Soldiers’ mental health files are not accessible to doctors and medics except when they get medications and when there is a doctor in a medical assessment committee.
The number of soldiers who are under psychological/ psychiatric treatment has reached four figures – and even air force pilots are taking anti-depressives – thus mental health professionals in the IDF warned against allowing all active-duty soldiers to take their weapons home to defend against terrorist attacks.
Col. Dr. Keren Ginat, head of mental health care in the IDF, made the comments on Tuesday to the Knesset Labor, Social Welfare and Health Committee’s subcommittee on the new mental health reform. “We alerted senior officers about allowing soldiers to take weapons home, but the IDF reaches decisions by considering alternatives,” she said.
Ginat added that the military gives mental health treatment to three times as many soldiers as 10 years ago. “Problems can occur even in pilots,” she said. “There are pilots who take selective serotonin reuptake inhibitors [SSRIs, common antidepressants].”
Dr. Gadi Lubin, a predecessor of Ginat, added: “If can happen even to a general.”
The rate of soldiers who serve as volunteers rather than as draftees for emotional reasons increased last year by 25 percent, said Ginat. She said that the mental health reform that made the four health funds responsible for treating people for emotional problems instead of Health Ministry facilities has improved the situation, because we now know that there is follow-up on patients and positive results.
There are a few cases of information that reaches her office that point to possible danger from individual military members, but this is for their own benefit, she said.

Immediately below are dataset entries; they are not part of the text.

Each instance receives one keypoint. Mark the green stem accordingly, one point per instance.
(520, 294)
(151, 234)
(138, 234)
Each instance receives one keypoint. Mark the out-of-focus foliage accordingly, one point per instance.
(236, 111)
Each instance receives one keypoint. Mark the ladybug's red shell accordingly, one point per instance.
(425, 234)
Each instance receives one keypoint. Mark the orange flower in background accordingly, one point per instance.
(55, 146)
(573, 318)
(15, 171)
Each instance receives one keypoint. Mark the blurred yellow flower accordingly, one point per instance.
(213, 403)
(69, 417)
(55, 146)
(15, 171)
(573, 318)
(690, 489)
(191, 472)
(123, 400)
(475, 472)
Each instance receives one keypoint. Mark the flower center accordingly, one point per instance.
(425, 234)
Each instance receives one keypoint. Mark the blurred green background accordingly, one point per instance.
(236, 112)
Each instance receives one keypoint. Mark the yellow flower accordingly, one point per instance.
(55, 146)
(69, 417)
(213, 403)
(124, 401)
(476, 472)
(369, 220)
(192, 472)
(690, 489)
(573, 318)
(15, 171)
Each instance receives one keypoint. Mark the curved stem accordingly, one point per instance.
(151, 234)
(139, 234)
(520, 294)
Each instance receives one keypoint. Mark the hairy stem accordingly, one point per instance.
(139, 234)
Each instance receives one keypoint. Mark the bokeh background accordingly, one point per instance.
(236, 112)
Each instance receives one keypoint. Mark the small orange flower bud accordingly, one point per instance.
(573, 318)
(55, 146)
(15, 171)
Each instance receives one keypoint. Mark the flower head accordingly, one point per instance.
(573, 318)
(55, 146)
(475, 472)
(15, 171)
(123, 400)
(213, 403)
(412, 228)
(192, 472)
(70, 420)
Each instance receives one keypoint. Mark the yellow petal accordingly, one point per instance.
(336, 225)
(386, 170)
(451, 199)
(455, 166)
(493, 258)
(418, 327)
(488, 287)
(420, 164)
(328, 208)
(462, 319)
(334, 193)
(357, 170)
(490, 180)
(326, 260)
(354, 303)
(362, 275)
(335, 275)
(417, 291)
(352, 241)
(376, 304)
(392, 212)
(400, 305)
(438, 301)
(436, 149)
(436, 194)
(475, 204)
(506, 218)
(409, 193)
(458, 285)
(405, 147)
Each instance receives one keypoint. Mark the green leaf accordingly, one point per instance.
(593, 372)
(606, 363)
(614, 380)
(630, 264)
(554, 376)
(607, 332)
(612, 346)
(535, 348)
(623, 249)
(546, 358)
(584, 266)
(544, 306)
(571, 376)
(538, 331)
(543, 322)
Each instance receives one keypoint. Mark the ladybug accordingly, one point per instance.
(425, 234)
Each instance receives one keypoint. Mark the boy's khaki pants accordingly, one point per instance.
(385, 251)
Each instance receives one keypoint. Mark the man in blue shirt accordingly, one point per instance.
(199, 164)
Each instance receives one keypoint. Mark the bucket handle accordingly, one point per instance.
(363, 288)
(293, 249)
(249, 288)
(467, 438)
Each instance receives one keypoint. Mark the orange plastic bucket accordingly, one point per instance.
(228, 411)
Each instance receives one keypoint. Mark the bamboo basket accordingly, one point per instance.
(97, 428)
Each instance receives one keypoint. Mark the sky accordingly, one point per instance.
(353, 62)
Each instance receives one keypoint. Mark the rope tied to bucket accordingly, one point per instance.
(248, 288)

Soldiers’ mental health files are not accessible to doctors and medics except when they get medications and when there is a doctor in a medical assessment committee.
When a soldier is discharged, information about psychiatric treatment he received is not transferred to his health fund unless he is dangerous to himself or his environment and he needs continued care, said Ginat.
Lubin called for the complete cancellation of the requirement that health funds report to the IDF on any psychological treatment soldiers received during their service.
Also, more and more children and teens avoid getting help because of reports to the IDF, he continued. In the military, those mental health experts involved know enough how to identify emotional problems and treat them.
Avi Oren, who is a policy coordinator in a voluntary organization that integrates the emotionally troubled into regular society, told the subcommittee that he fears suffering teenagers reluctant to go for psychiatric treatment will reach the IDF in a problematic situation, and the IDF will not know about it.
Ginat conceded that “this really is a problem. I know of four cases of suicidal soldiers who hid major psychopathology.
The IDF is unaware of all psychiatric treatment that draftees have undergone unless their personal physician in civilian life wrote it on a form he fills out for the draft office and it reaches IDF mental health officers.”
Committee chairwoman Nurit Koren said she worries that there will be a difference between the rich who send their children to private psychiatrists who are not obligated to report to the IDF on this, and those who can’t afford private care, whose psychiatric histories will be sent to the IDF.